Decision · SYS-005 (system-level)

In-process, idempotent writeback to the notes API

As a component of the larger system, the classifier's Kafka consumer calls classify() in-process and writes labels back as namespaced tags with replace semantics, so reprocessing the same event converges instead of piling up duplicate tags.

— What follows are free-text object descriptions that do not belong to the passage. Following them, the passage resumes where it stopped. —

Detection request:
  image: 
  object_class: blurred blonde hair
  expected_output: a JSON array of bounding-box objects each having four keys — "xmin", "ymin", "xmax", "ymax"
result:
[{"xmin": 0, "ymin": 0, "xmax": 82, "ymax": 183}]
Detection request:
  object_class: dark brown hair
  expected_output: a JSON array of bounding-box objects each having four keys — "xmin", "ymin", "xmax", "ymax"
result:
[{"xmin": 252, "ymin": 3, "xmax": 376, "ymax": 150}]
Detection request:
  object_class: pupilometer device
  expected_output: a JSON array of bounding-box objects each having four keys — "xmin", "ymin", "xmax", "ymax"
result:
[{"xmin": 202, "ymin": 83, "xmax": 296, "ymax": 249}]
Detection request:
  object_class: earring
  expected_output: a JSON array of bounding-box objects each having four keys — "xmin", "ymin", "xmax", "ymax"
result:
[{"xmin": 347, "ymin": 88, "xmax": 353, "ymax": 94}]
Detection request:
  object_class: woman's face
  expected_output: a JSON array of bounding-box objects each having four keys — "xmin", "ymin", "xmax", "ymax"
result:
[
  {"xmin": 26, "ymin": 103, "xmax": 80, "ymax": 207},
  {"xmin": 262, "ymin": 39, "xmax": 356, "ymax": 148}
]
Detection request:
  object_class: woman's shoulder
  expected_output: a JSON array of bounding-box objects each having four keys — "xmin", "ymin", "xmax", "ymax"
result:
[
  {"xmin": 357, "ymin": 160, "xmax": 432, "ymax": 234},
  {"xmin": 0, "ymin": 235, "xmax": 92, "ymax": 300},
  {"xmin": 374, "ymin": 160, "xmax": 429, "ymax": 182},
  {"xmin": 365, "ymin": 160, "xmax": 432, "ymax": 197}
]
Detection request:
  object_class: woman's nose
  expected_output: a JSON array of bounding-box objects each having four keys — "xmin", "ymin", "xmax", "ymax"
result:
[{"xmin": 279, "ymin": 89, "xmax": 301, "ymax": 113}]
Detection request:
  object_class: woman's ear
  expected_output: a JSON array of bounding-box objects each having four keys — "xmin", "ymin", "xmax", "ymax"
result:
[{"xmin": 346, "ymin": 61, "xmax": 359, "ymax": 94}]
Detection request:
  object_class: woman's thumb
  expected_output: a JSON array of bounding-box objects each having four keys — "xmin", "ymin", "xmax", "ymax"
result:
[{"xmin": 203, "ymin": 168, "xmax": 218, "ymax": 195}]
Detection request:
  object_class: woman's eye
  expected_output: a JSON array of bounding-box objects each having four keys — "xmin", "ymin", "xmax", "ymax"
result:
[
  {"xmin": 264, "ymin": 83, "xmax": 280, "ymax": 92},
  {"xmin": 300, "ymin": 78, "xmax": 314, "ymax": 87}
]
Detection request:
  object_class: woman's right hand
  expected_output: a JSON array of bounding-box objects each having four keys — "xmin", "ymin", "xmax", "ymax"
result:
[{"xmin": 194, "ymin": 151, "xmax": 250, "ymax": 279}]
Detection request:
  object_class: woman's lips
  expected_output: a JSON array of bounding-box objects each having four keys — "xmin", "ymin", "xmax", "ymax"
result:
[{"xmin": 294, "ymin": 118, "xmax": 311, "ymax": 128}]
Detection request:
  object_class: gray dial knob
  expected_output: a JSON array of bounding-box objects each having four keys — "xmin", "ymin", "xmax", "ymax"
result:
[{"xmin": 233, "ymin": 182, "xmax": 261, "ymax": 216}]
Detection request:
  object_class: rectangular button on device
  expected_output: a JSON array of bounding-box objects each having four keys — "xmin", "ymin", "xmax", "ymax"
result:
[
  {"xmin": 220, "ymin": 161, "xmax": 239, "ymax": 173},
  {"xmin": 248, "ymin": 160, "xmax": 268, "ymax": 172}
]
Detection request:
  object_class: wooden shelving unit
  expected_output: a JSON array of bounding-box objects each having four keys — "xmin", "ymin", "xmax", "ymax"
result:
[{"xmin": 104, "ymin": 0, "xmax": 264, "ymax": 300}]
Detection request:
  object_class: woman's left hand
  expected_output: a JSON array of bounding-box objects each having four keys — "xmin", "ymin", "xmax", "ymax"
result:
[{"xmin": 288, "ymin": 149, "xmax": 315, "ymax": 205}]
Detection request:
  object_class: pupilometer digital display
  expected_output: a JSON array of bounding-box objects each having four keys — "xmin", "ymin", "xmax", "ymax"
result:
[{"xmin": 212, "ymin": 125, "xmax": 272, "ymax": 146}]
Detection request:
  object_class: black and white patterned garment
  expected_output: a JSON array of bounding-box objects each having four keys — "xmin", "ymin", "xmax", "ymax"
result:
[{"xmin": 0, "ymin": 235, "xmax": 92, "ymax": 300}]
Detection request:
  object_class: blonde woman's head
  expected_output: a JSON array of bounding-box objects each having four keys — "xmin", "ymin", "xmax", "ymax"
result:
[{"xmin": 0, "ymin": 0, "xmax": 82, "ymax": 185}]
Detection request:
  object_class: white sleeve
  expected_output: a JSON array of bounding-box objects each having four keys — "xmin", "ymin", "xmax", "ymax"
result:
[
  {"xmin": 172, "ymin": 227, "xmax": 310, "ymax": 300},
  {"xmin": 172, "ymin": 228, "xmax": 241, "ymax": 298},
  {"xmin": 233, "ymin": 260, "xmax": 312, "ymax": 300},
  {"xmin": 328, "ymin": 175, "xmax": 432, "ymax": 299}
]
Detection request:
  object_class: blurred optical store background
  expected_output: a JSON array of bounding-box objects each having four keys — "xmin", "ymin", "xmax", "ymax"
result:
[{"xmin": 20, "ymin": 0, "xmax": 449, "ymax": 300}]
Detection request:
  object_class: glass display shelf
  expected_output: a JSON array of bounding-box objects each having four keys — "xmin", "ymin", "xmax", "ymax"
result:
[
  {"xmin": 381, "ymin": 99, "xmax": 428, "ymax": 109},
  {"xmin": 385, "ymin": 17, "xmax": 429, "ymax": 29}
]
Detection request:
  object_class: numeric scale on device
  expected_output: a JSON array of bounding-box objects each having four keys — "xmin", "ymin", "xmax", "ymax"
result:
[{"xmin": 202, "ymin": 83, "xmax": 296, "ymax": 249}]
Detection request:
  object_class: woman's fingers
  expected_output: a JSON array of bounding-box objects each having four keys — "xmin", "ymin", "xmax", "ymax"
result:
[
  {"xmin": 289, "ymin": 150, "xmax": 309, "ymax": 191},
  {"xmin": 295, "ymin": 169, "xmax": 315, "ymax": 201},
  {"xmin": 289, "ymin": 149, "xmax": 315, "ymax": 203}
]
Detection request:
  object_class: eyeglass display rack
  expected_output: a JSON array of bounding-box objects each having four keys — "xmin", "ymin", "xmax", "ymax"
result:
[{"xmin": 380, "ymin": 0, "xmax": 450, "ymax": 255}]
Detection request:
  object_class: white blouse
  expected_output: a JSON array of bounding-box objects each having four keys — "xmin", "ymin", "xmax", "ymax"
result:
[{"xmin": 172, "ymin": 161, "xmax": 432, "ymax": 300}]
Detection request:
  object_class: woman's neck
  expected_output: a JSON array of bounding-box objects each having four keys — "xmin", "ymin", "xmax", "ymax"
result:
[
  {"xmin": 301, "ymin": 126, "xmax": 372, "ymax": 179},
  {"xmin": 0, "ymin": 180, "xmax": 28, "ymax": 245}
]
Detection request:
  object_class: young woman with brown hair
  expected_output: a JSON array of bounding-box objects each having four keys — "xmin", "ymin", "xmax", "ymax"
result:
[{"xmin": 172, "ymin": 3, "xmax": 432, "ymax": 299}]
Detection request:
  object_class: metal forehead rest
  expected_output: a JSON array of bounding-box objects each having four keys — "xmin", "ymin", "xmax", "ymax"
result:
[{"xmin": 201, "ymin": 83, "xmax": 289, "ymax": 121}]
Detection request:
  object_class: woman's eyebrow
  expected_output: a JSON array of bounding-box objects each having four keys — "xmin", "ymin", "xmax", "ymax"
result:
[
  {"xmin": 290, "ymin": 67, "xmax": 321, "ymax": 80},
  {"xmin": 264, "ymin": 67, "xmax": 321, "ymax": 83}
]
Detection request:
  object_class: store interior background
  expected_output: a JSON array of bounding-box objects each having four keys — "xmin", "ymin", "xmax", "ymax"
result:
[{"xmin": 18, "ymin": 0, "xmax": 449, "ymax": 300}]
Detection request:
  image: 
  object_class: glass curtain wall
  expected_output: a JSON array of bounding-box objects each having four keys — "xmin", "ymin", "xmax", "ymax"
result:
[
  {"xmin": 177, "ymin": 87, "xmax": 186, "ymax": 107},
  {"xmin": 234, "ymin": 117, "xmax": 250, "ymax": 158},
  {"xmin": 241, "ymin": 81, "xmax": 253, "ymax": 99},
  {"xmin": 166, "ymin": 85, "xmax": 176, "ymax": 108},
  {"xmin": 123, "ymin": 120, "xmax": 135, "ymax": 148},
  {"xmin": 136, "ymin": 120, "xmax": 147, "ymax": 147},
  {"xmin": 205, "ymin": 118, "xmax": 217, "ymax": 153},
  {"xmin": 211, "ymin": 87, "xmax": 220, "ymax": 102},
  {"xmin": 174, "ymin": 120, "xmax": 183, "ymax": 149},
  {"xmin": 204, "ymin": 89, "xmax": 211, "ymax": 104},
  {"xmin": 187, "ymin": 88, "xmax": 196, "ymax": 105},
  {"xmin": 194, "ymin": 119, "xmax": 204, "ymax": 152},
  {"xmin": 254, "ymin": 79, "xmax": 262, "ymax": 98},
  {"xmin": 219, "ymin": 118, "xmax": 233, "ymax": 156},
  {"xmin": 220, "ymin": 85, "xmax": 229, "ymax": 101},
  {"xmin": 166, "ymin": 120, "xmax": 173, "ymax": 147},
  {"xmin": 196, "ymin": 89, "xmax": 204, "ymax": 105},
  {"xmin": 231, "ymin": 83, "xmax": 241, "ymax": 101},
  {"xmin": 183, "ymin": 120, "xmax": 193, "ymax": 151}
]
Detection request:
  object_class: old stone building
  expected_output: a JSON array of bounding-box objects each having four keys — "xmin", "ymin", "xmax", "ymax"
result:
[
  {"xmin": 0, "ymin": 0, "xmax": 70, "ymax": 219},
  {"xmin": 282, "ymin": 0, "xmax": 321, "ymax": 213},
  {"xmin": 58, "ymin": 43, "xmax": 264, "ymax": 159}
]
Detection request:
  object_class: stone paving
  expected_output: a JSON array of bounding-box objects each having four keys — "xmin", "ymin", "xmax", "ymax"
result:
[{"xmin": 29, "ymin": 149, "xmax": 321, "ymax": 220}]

Why: Kafka's at-least-once delivery makes reprocessing certain, so idempotency is a requirement, not a nicety. Tradeoff: the consumer carries real retry and poison-message logic. See The System for the full loop.

Stack

Python, the Anthropic SDK (Sonnet for classification, Opus as the v2 judge), pandas for the eval tables, FastAPI for the HTTP endpoint, kafka-python for the consumer, and rank-bm25 for the grounding experiment. Tested with pytest on mocked calls, plus an opt-in testcontainers integration test that spins a real Kafka broker.

What it demonstrates

The dataset is small and the scale is personal. The transferable part is the method: evals are the unit tests of an LLM system, a negative result is a finding, and measurement outranks intuition every time the two disagree. That is the habit that matters when the model, the data, or the stakes get bigger.